DENVER – After more than three years of litigation, the federal district court in Colorado agreed with the ACLU that ICE has been repeatedly violating the Freedom of Information Act (FOIA) by denying immigration lawyers access to their clients’ files when ICE deemed the clients to be “fugitives.” In an extensive 44-page ruling, the court issued a final judgment and imposed a permanent nationwide injunction against the challenged practice.
“ICE invented a reason for nondisclosure that isn’t found anywhere in the FOIA statute,” said ACLU of Colorado Legal Director Mark Silverstein. “Thanks to the court’s ruling, ICE will no longer be able to impede immigration attorneys from advocating for their clients by refusing to disclose documents they are entitled to by law.”

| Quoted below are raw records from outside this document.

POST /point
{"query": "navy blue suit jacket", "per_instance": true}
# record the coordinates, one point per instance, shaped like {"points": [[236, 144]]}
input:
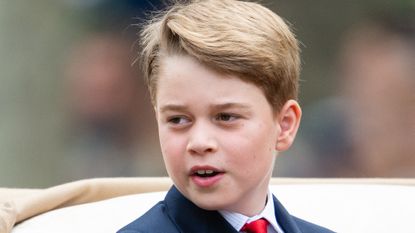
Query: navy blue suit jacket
{"points": [[176, 214]]}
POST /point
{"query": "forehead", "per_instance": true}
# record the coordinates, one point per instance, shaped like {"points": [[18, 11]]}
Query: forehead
{"points": [[183, 78]]}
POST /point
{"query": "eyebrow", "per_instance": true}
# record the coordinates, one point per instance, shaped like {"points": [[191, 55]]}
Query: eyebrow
{"points": [[230, 105], [179, 107]]}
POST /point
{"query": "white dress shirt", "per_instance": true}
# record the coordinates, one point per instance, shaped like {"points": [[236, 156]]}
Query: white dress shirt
{"points": [[238, 220]]}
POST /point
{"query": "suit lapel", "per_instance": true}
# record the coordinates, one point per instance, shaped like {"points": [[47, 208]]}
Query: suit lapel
{"points": [[190, 218], [284, 219]]}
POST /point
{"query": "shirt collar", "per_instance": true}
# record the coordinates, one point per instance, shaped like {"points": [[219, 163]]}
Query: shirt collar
{"points": [[238, 220]]}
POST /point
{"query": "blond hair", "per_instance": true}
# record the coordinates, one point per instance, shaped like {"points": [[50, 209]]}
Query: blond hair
{"points": [[234, 37]]}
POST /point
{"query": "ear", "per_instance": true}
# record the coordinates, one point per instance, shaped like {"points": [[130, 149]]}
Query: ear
{"points": [[289, 120]]}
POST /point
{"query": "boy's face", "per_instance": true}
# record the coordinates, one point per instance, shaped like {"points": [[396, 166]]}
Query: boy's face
{"points": [[218, 135]]}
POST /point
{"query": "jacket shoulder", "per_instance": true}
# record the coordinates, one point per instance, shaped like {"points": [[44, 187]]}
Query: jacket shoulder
{"points": [[155, 220], [308, 227]]}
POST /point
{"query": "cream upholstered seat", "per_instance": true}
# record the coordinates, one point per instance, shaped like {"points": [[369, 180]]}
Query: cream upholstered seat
{"points": [[343, 205]]}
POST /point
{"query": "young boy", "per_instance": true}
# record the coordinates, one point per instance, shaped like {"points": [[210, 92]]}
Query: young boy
{"points": [[223, 77]]}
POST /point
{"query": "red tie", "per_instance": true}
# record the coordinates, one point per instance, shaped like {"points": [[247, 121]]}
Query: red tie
{"points": [[258, 226]]}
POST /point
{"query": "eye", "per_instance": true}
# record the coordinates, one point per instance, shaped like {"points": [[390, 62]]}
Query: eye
{"points": [[178, 120], [226, 117]]}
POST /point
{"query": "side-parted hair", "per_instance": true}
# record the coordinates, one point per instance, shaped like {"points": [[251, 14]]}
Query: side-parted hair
{"points": [[244, 39]]}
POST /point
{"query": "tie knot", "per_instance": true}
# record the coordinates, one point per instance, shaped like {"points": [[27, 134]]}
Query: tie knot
{"points": [[257, 226]]}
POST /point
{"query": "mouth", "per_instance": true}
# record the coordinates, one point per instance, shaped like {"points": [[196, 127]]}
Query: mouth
{"points": [[205, 171]]}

Immigration attorneys are not entitled to court-ordered discovery, so they must rely on FOIA to obtain the government’s documents about their clients. In May 2013, immigration attorney Jennifer Smith filed a FOIA request to U.S. Citizen and Immigration Services (USCIS) for records related to the immigration status of one of her clients. USCIS identified a set of documents as responsive and referred the request to ICE, which refused to release them. In a written denial, the agency said it was ICE’s “practice” to deny access to the FOIA process for those it deemed to be “fugitives,” including Ms. Smith’s client.
The Freedom of Information Act requires federal agencies to promptly provide responsive documents to any person who requests them. An agency may only deny a FOIA request based on one or more of nine stated exemptions in the law. In this case, ICE did not provide Smith any legal justification based on the exemptions for denying access to her client’s immigration file.
Soon after the lawsuit was filed, ICE provided the specific documents Ms. Smith had requested and then argued that the case should be dismissed as moot. The litigation continued, however, as the ACLU argued (successfully) that it must prevent future violations of FOIA by ordering ICE to stop invoking its “fugitive” practice entirely.
“Lawyers cannot effectively represent their non-citizen clients without access to information,” Silverstein said. “ICE’s ‘practice’ of denying records requests based on ‘fugitive’ status is arbitrary at best and unlawful at worst. We’re glad that the court agrees.”
In addition to Silverstein, the legal team included ACLU Senior Staff Attorney Sara Neel and ACLU Cooperating Attorney Dan Culhane.